Словом, общество начало договариваться само с собой. Еще один важнейший разговор — это скандал вокруг элитной (во всех смыслах) московской школы, в которой учителя, как оказалось, десятилетиями совращали подростков. И не сказать, чтобы это было секретом от всех, у кого в той школе были знакомые.

Но ведь это было личной драмой тех подростков, не правда ли? А вот в десятые — стало общественной проблемой.

Эта история стала поводом заново, не по отмашке сверху, определить границы приемлемого в отношениях между учителями и учениками. И родителями, которые, как всегда, всё прохлопали.

Но теперь, к середине десятых, неусыпный контроль над школой со стороны государства стал казаться нам, родителям, тяжким бременем. Про ЕГЭ и прочее ГТО даже говорить сейчас не буду. Важнее — пресловутая «оптимизация», когда стали сливать (какое удачное слово!) школы с целью уменьшить затраты на их содержание. В результате те самые оазисы педагогической мечты могли быть соединены с обычными микрорайонками — и понятно, по какому уровню прошло бы выравнивание. На защиту своих школ встали сами родители, четко осознав свои права и интересы, которые в данном случае расходились с интересами бюджетной бухгалтерии. Многое удалось отстоять.

Теперь главное пугало — идея ввести единые учебники и сплошные уроки патриотизма пополам с духовностью. Что нужно нам, родителям? Обеспечить детям безопасную, комфортную и интересную среду и наделить их знаниями и умениями, которые понадобятся для жизни в середине XXI века в бурно меняющемся мире. И у родителей как у граждан и налогоплательщиков есть право требовать этого от государства.

А что нужно ему, государству? Пожалуй, совсем иное — куда-то деть всю эту массу детей и по дороге приучить их хорошо себя вести. Например, не выходить на протестные митинги. Не случайно в последнее время появился «антирейтинг» школ, выпускники которых чаще всего заметны на митингах, и не случайно он, в общем и целом, совпадает с рейтингом призеров олимпиад.

Если школа учит думать, значит, ее выпускники иногда набредают на мысли, не санкционированные начальством.

Опытный учительский коллектив, переживший и безденежную вольность девяностых, и забюрокраченную реорганизацию десятых, не так-то просто скушать, но все же учителя — наемные работники государства и могут требовать гораздо меньше, чем родители.

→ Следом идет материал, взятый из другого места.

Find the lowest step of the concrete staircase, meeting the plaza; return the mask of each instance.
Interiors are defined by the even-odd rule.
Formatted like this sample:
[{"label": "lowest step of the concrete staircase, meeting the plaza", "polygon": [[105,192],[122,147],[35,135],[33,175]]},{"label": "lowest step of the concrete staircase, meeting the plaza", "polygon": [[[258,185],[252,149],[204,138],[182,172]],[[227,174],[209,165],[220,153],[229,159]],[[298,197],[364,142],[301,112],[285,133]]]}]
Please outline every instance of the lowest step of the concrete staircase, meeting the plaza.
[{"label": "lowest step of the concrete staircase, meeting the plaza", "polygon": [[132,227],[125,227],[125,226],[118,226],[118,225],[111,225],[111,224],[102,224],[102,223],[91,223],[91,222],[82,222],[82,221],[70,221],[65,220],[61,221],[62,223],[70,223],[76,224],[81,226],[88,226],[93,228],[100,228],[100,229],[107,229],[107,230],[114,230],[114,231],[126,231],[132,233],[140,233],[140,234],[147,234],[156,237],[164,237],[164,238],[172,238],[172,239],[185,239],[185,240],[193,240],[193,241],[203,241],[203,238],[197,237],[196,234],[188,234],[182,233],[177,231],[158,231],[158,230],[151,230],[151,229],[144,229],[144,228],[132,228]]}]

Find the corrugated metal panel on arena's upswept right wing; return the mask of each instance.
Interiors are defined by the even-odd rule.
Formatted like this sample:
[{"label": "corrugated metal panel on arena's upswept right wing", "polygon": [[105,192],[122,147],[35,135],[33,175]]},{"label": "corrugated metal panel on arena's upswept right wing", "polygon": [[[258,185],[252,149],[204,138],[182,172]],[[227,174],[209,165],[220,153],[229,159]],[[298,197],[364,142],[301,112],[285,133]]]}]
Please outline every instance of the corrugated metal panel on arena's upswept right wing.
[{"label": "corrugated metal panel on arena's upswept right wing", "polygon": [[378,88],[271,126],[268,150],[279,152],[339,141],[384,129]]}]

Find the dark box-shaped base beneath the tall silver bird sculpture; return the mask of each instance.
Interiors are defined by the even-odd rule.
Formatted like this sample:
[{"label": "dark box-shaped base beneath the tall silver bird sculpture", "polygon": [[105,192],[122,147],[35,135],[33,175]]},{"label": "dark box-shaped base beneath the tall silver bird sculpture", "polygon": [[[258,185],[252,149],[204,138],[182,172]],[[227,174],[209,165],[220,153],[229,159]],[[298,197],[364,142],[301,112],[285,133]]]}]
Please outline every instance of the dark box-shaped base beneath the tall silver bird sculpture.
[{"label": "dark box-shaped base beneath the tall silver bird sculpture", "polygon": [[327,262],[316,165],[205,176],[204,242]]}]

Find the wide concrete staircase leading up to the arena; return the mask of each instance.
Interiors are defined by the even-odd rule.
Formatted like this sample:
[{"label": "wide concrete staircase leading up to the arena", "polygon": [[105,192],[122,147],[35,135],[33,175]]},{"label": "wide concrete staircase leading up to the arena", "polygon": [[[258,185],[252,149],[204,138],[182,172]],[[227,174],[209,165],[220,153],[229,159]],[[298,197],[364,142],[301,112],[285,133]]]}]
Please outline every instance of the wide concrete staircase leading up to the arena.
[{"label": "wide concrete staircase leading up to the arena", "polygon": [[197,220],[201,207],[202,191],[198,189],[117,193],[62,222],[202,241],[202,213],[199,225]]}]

Так мы наконец-то встали в одни ряды с пресловутой Марией Ивановной (заранее прошу прощения у всех учительниц с этим именем) и осознали, что у нас есть общие интересы — интересы наших детей. И учимся их грамотно и последовательно отстаивать, причем отстаивать вместе.

Теперь, выслушивая очередные новости о школьных реформах, я все чаще вздыхаю: слава Богу, наших уже не коснется. Успели проскочить. Только в сентябре 2019 года, как мы рассчитываем, в школу пойдет наш старший внук. Что, растерянный первоклашка, встретит он за ее порогом? Как изменится она за следующие одиннадцать лет, каким выпускником будет он в 2030-м? Это зависит в основном от нас, сегодняшних.